Título: Bolsa Família ajuda pouco o crescimento, aponta estudo
Autor: Lamucci, Sergio
Fonte: Valor Econômico, 05/12/2007, Brasil, p. A6

Rafael Jacinto/Valor Carlos Roberto Azzoni, da FEA/USP: quem mais perde é a administração pública De 2003 a 2006, o Bolsa Família contribuiu para reduzir as desigualdades de renda entre as regiões do país e entre os indivíduos, mas teve um pequeno efeito negativo sobre o crescimento do Produto Interno Bruto (PIB) - considerando que os recursos para o programa vieram da redução de outras despesas correntes da União. O impacto negativo sobre o PIB brasileiro foi de 0,48 ponto percentual em quatro anos, o equivalente a 0,12 ponto percentual ao ano, segundo o professor Carlos Roberto Azzoni, da Faculdade de Economia, Administração e Contabilidade da Universidade de São Paulo (FEA-USP). No caso do Nordeste, porém, a expansão da economia foi beneficiada em 4,6 pontos percentuais de 2003 a 2006, uma média anual de 1,1 ponto. As regiões Sudeste e Centro-Oeste é que jogaram o resultado nacional para o terreno negativo.

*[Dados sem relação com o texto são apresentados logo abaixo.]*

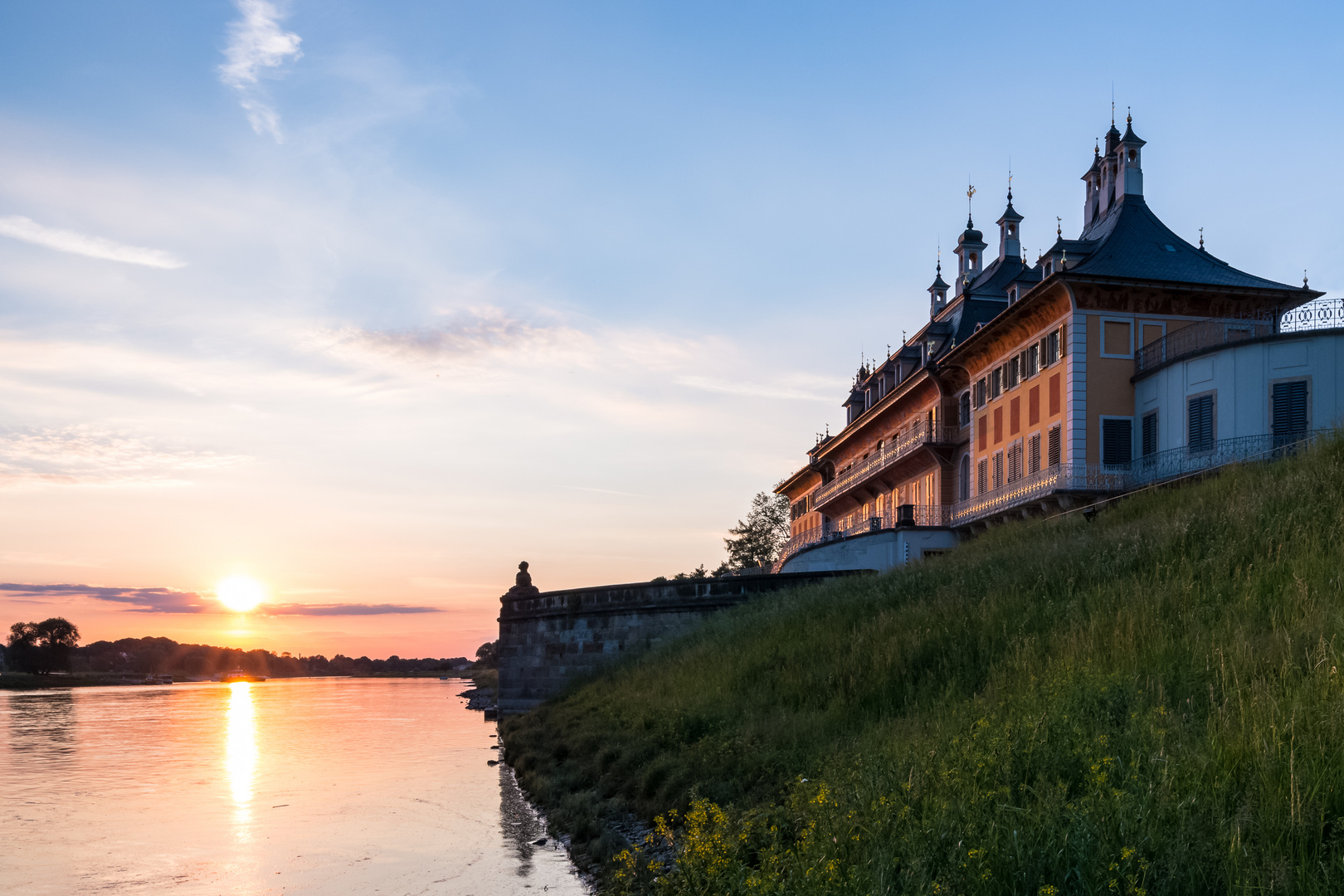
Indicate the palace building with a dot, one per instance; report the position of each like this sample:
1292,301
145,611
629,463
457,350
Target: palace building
1124,358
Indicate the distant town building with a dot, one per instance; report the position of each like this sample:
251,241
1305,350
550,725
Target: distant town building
1122,358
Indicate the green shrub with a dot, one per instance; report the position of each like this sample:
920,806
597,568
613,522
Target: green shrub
1146,703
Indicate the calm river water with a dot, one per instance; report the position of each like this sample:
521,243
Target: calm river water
303,786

Os números fazem parte de um estudo apresentado ontem por Azzoni no 35º Encontro Nacional de Economia da Associação Nacional dos Centros de Pós-Graduação em Economia (Anpec), em Recife. De 2003 a 2006, o Bolsa Família injetou R$ 24,172 bilhões na economia, uma média de 0,45% do PIB por ano. O estudo mostra o impacto dessas transferências nas cinco regiões do país, estimando o efeito sobre 21 setores da economia.

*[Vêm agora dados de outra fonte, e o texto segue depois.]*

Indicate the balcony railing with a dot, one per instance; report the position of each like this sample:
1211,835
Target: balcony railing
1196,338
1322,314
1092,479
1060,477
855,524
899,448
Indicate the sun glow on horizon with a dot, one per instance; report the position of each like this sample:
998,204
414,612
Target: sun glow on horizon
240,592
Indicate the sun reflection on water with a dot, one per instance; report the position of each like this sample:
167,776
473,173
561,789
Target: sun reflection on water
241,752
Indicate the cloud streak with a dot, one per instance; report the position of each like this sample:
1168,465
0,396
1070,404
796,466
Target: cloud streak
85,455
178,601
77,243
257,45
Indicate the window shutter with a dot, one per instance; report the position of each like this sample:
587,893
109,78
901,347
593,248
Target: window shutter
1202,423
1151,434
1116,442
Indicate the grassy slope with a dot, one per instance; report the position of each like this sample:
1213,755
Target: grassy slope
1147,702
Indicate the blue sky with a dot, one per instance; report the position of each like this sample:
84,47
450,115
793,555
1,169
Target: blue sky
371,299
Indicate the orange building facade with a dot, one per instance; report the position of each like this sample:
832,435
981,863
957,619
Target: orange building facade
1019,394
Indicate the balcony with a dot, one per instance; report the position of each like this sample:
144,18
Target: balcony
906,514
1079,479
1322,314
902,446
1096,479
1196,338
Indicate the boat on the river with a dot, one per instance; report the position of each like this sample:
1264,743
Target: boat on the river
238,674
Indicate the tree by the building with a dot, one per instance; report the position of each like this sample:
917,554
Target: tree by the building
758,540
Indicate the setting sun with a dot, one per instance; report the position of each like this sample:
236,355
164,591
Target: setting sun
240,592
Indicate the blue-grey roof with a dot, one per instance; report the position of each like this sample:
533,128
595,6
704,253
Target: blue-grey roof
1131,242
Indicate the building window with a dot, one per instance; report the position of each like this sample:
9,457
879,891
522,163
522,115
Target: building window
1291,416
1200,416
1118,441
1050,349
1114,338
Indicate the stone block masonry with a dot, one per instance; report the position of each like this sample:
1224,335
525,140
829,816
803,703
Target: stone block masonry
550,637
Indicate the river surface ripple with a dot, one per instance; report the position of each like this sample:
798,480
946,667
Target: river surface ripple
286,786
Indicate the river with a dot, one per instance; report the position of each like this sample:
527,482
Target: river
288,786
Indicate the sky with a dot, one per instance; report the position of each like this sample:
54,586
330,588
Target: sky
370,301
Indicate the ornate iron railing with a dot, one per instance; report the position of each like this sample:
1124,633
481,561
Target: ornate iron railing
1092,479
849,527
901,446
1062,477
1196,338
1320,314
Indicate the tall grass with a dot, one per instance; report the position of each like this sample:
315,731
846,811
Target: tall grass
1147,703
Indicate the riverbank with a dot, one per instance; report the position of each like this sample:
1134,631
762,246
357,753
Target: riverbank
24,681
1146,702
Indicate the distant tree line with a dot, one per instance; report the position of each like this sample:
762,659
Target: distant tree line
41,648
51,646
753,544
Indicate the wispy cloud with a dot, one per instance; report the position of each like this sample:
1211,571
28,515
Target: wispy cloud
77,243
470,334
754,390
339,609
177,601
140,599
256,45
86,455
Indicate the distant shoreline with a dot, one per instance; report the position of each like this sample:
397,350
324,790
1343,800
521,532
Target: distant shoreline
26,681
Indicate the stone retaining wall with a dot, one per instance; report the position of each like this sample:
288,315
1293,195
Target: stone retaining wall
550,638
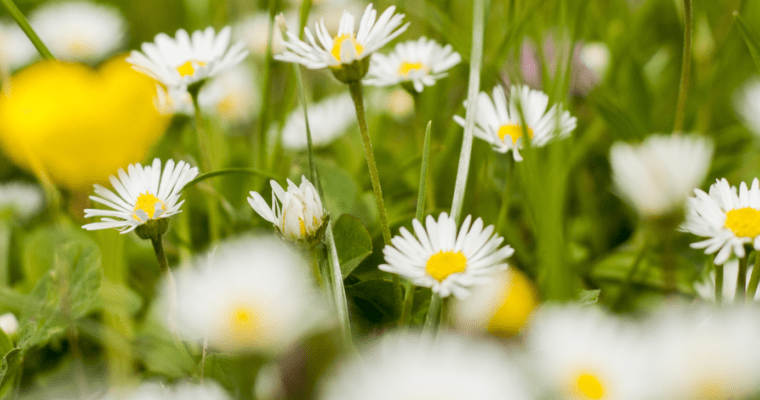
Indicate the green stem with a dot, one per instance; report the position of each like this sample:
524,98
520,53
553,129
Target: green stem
18,16
685,67
754,279
476,60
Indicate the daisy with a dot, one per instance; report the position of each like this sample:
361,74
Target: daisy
328,119
444,260
498,121
186,60
297,214
345,47
657,176
502,307
409,367
250,295
80,31
421,63
728,219
142,194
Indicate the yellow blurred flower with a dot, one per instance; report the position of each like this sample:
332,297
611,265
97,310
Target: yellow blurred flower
79,125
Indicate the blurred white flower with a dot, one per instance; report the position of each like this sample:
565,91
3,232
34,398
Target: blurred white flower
501,307
657,176
297,213
446,259
409,367
20,200
420,62
184,60
728,219
328,119
498,121
80,31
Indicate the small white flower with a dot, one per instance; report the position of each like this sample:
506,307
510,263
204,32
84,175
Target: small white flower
657,176
250,295
498,121
344,47
444,260
80,31
409,367
297,213
728,219
421,62
328,119
186,59
142,194
20,200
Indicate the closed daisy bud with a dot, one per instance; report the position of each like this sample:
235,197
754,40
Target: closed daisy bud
296,213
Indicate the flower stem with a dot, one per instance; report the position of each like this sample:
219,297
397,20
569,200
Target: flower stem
476,60
18,16
685,67
356,94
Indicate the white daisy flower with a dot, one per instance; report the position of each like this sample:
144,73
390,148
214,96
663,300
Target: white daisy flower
142,194
420,62
80,31
501,307
328,119
581,353
409,367
250,295
345,47
728,219
444,260
498,121
20,200
657,176
187,59
297,213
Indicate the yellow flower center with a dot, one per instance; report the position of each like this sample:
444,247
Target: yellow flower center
589,386
407,67
744,222
187,69
147,203
514,131
445,263
339,46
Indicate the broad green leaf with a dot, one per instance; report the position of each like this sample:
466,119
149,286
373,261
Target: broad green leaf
353,242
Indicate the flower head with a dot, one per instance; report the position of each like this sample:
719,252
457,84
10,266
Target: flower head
251,295
657,176
346,47
499,122
142,194
187,59
444,260
420,62
728,219
297,213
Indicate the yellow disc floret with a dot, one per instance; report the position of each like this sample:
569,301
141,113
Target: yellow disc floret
445,263
147,203
744,222
514,131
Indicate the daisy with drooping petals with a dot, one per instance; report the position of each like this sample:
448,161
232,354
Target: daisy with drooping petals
297,213
142,194
728,219
444,260
345,47
420,62
657,176
499,123
186,59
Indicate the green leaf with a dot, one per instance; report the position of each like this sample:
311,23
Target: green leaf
352,241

Duas simulações foram feitas. A primeira, considerando que os R$ 24,172 bilhões foram um aumento absoluto nos gastos do governo. Nesse caso, o resultado mostra um aumento de 2,96% do PIB de 2003 a 2006, ou 0,74% por ano. A questão, porém, é que essa simulação é irrealista, segundo os autores, por partir do princípio de que há uma elevação dos gastos correntes para bancar o Bolsa Família. A outra simulação considera que a despesa total do governo é constante, e os pagamentos extras para as famílias são subtraídos dos outros gastos correntes. A distribuição prévia das despesas correntes foi usada para distribuir o montante compensado entre setores e regiões.

É nesse cenário - mais realista, segundo Azzoni -, que o impacto do programa sobre o PIB brasileiro aparece como ligeiramente negativo e aponta um PIB 0,48 ponto percentual menor do que se as despesas correntes do governo não incluíssem o Bolsa Família. "Isso ocorre porque os efeitos multiplicadores dos setores da economia negativamente afetados são maiores do que os que são positivamente afetados ", defende o estudo.

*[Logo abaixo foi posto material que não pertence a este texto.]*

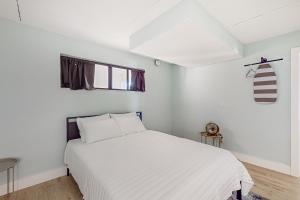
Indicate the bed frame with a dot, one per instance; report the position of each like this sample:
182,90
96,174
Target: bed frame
73,133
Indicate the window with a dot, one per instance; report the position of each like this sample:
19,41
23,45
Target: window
119,78
112,77
78,74
101,76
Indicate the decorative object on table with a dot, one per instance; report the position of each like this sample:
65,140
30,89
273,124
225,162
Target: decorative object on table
212,128
212,133
216,140
5,165
250,196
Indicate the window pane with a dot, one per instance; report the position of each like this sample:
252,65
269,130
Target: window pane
101,76
129,79
119,78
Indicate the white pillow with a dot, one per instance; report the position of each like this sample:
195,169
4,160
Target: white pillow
101,130
132,114
130,124
88,119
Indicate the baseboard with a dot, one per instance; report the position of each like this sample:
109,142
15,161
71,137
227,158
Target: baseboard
35,179
275,166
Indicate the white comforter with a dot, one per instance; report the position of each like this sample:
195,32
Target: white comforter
152,165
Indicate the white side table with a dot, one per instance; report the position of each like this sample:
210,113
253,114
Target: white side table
5,165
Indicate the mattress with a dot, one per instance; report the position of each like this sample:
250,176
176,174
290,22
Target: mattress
151,165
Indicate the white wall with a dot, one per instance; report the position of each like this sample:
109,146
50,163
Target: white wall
222,94
33,107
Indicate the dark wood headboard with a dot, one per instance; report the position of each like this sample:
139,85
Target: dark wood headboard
72,129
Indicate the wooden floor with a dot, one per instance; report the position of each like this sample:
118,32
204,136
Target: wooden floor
270,184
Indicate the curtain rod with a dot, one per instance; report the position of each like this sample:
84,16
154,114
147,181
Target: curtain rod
263,61
100,63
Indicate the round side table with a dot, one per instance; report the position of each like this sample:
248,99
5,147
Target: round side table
5,165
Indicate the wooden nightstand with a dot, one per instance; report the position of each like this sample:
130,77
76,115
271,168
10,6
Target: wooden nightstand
217,140
5,165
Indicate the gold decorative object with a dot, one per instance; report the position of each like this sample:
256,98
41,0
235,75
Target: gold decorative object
212,128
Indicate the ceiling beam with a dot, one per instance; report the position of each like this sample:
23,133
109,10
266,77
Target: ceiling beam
186,10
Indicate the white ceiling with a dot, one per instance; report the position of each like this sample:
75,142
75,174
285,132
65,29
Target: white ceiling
112,22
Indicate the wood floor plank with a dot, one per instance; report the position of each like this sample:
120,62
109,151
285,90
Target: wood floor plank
270,184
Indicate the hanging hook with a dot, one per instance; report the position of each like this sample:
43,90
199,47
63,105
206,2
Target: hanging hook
19,12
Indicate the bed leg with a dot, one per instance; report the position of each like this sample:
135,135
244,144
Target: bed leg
239,195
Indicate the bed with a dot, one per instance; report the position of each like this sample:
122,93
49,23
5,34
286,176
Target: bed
151,165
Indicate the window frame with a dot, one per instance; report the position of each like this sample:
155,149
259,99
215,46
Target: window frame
110,67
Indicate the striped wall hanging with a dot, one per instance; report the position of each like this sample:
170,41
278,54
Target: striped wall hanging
265,84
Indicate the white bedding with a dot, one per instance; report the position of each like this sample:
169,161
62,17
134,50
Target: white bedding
152,165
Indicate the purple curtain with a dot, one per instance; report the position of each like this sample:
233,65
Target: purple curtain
137,80
77,74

Quem mais perde é a administração pública, mas também há efeitos negativos relevantes em serviços para empresas, serviços para famílias, serviços não mercantis e comunicações. O impacto adverso para a administração pública ajuda a entender os números surpreendentemente negativos para o Centro-Oeste, com efeito negativo de 9,51% em quatro anos. "Isso decorre da presença do governo em Brasília", avalia Azzoni.

Como esperado, o Nordeste é o que mais se beneficia do Bolsa Família, com uma alta adicional de 4,6% do PIB de 2003 a 2006. Os resultados mais positivos aparecem nos segmentos de agricultura, alimentos industrializados, transportes e aluguéis, que se mostraram mais sensíveis ao aumento de renda dos mais pobres.

O efeito do programa sobre a desigualdade de renda foi favorável. O índice de Gini (um dos indicadores mais importantes de desigualdade) do Brasil caiu de 0,528 para 0,5259, segundo cálculos dos pesquisadores. Quanto mais próximo de zero, menor a desigualdade. O Bolsa Família também tem ajudado a reduzir as diferenças entre as regiões do país. O Nordeste, que abocanhava 12,9% do PIB brasileiro em 2002, apareceu com 13,56% em 2006. A região Norte teve um avanço modesto, mas viu sua fatia ir de 4,76% para 4,83%.

Também assinam o estudo "Social policies, personal and regional income inequality in Brazil: Analysis of the Bolsa Familia Program", os professores da USP Joaquim Guilhoto e Eduardo Haddad, os alunos da USP Marco Laes e Guilherme Moreira, e Geoffrey Hewings, da Universidade de Illinois.